Es evidente que por la calidad de la orquesta no quedó, ya que el conjunto fue capaz de realizar todo esto que comentamos y se le solicitó «fuera de guión» de forma asombrosa e impecable, atendiendo a pies juntillas las órdenes de Urbanski, con un sonido impresionante y bellísimo, con todas las secciones perfectamente empastadas. Pero claro… ¿Dónde quedó la correcta interpretación de esta obra de Tchaikovski? ¿Dónde estuvo el estilo romántico, lleno de bipolaridades, y potenciado por el empaque de una interpretación «a la rusa»?
Aun así, y dentro de esta evidente anomalía -que ambos intérpretes disfrutaron sobremanera (sólo hacía falta ver sus caras)-, Radulovic demostró virtuosismo, sensibilidad y elegancia en sus exposiciones. Destacamos la limpieza de sus staccati y las dobles y triples cuerdas, así como su notable virtuosismo en las escalas, arpegios y trinos, digitaciones y maestría en el arco. Insistimos… Casi todo ello ejecutado en dinámica piano o pianísimo, como en una irreal burbuja sonora o hilo musical ambiental puesto casi a volumen cero. Tan difícil como inútil. Entre tanto, Urbanski se dedicó a «danzar» sobre el podio con gestos, si bien muy entendibles, no carentes de cierta pose naif y sobreactuados en un amaneramiento poco natural dado sólo a los que buscan coreografiar corporalmente lo que están dirigiendo.
Nos gustó algo más el bello segundo movimiento, de clima pausado -incluso bucólico- y elegante, Canzonetta-Andante, que sirve de puente entre el primer movimiento y el último, con claro sabor romántico-eslavo, muy apropiado para embellecer, luciendo el rubato y los rallentandi en las melodías, a cargo de un muy inspirado Radulovic.
También el tercer movimiento, de diáfana estética eslava, tiene variadas aristas técnicas que Radulovic resolvió con altísima nota, un carrusel de rápidas melodías, ornamentos y acentos orquestales, donde el violín no demostró su sonoridad para poder competir con todo el conjunto porque, como ya hemos comentado, orquesta y solista jugaron a esconder su sonido, no sabemos muy bien -y disculpen que nos repitamos- al servicio de qué hipótesis interpretativas, fenomenológicas, musicológicas o de estilo.

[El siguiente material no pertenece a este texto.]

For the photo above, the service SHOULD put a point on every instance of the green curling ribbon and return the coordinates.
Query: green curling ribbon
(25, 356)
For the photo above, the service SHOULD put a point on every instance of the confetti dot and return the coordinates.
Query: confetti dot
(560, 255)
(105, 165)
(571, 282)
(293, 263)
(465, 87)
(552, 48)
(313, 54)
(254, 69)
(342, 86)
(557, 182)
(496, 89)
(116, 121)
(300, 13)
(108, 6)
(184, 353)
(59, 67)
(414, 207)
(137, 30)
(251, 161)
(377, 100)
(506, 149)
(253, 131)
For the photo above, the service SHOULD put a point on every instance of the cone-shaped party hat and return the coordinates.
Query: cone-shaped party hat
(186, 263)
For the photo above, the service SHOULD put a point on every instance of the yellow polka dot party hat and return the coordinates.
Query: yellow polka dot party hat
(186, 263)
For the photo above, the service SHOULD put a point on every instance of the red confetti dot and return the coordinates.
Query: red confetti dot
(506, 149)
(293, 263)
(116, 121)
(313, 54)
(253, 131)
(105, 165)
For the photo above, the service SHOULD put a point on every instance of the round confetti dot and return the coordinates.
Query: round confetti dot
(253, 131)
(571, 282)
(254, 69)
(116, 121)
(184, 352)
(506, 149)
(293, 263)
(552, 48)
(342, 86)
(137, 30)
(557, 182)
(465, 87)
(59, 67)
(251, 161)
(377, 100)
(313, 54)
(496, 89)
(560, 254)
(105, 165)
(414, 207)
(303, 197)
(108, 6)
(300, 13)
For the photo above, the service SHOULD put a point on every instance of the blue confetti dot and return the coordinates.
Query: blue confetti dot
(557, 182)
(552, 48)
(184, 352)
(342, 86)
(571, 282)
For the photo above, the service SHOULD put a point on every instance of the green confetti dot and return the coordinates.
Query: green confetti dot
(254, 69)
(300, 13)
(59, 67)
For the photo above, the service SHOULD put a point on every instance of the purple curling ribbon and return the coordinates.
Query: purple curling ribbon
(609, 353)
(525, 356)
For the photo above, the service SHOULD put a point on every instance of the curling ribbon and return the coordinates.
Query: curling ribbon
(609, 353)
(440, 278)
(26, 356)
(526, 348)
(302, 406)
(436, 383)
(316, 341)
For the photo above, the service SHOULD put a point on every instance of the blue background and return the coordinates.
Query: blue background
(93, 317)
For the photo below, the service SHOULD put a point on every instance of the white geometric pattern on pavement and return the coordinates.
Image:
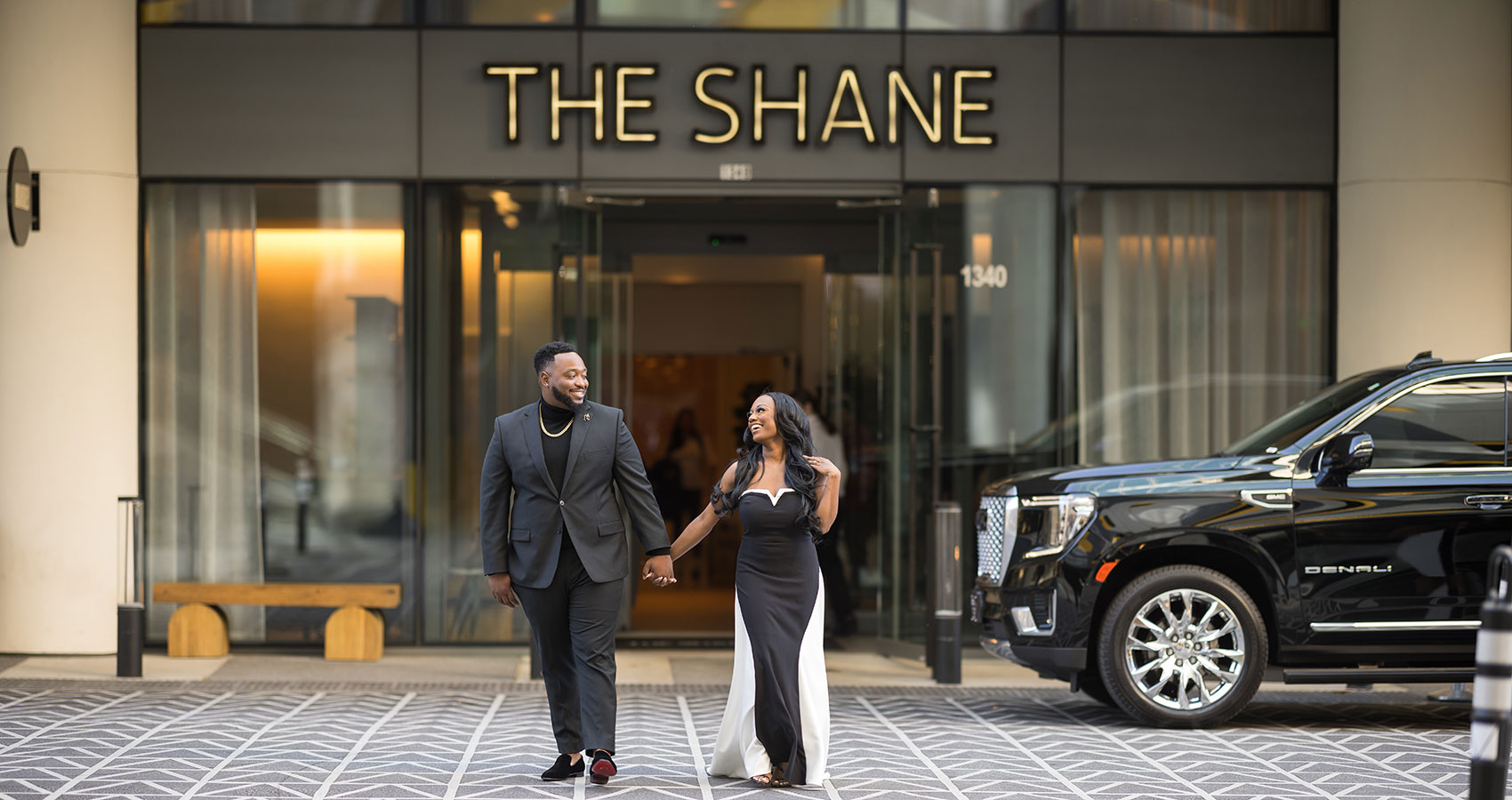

En todo caso, el resultado desde el punto de vista del juicio del público, fue el de un concierto muy exitoso para ambos debutantes en Ibermúsica, Urbanski y Radulovic. Este último, al menos, aportó grandes dosis de frescura y facilidad en su dominio del instrumento, con una alta profundidad técnica -aunque un poco menos interpretativa-, de una obra muy complicada. No en vano tuvo que salir a saludar hasta en cuatro ocasiones para corresponder a los aplausos del respetable que le braveó entusiasmado. Para corresponder, el solista ofreció como propina unas variaciones sobre el famoso tema de Paganini, con asombrosas facturas de veloces pizzicatos combinados en el cordado de mástil y puente.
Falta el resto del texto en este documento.